Онгхус все-таки замахнулся, чтобы ударить, а Лорканн сгруппировался, чтобы поудобнее пнуть его в живот не связанными ногами, когда теплую беседу прервал оклик Шайлих:
— Онгхус! Что ты делаешь! — стоило бунтовщику обернуться, голос девушки стал неприятно обеспокоенным. — Что с тобой стряслось?!
Ну да, ну да, залитая кровью половина лица не внушала ужаса Лорканну, а вот прочим… Особенно лекарям. Просто обязана была. Грифон выдохнул потише, приходя к выводу, что волчара прав, и иногда он, Лорканн — безмозглый комок перьев. Ну никак не грифон. Можно было это предусмотреть!

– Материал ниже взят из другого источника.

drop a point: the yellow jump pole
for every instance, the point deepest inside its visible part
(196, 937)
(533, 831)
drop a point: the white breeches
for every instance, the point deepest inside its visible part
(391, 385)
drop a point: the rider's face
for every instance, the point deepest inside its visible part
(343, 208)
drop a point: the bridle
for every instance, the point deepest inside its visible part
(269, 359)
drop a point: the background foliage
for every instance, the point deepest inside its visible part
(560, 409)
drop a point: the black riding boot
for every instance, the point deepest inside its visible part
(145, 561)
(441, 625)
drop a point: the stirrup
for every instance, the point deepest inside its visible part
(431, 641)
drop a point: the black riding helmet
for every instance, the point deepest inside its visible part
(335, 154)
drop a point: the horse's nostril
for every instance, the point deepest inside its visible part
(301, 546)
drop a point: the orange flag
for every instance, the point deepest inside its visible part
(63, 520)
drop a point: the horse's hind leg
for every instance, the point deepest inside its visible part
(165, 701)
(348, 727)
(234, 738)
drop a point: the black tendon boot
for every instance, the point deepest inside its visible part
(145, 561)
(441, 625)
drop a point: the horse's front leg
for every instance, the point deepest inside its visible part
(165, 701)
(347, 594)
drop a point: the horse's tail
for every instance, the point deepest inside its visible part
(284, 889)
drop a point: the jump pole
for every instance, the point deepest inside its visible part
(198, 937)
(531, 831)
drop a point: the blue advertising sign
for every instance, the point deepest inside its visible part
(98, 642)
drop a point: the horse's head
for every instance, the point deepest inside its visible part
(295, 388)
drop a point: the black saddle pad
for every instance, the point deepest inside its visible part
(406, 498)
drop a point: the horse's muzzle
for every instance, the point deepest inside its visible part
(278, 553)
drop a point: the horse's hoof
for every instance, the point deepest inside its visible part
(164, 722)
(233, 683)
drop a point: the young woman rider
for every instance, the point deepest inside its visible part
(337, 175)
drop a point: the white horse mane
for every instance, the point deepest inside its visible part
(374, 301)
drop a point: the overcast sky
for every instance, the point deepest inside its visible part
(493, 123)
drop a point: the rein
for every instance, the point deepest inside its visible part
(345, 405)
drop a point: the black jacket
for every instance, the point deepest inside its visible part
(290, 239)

Лорканну хотелось обернуться к Шайлих, но она подбежала к ним сама, бросила взгляд на грифона, схватила за рукав Онгхуса и потащила его в сторону, на ходу за что-то распекая. Неблагому королю показалось, что её ладонь подрагивала.
Увещевания слышались все дальше, Лорканн испытывал сомнение в собственной разумности все полнее, пока, все же обернувшись, не наткнулся взглядом на упавшую чашку с водой.
Видимо, очаровательная бунтовщица стала свидетельницей их беседы.
И теперь Лорканна занимал вопрос: на каком именно моменте она уронила чашку?
========== Часть 12 ==========
Над головой опять загрохотало, птенец завозился, просыпаясь, похоже, на этот раз они хорошенечко подремали оба. Зевнул, так сладко, как умеют только сонные дети, потянулся, задевая плечо и щеку, встрепенулся и огляделся.
— Ой, простите, уже почти ночь, мне следует вернуться в замок, — и смотрел, Лорканн готов был поклясться, прямо ему в лицо, как будто действительно беседовал. — Вас немножечко видно из одного окна моих покоев, но я вам лучше так спокойной ночи пожелаю. Хотя вы, наверное, никуда не денетесь.
«Моих покоев»! Надо же! Или у мальчишки мания величия, или он именует свою комнату покоями, или принадлежит королевской семье! Все три варианта виделись старому грифону одинаково неправдоподобными.
— Спокойной ночи! — соскользнул с колен, прошуршал песком дорожки, отходя все дальше.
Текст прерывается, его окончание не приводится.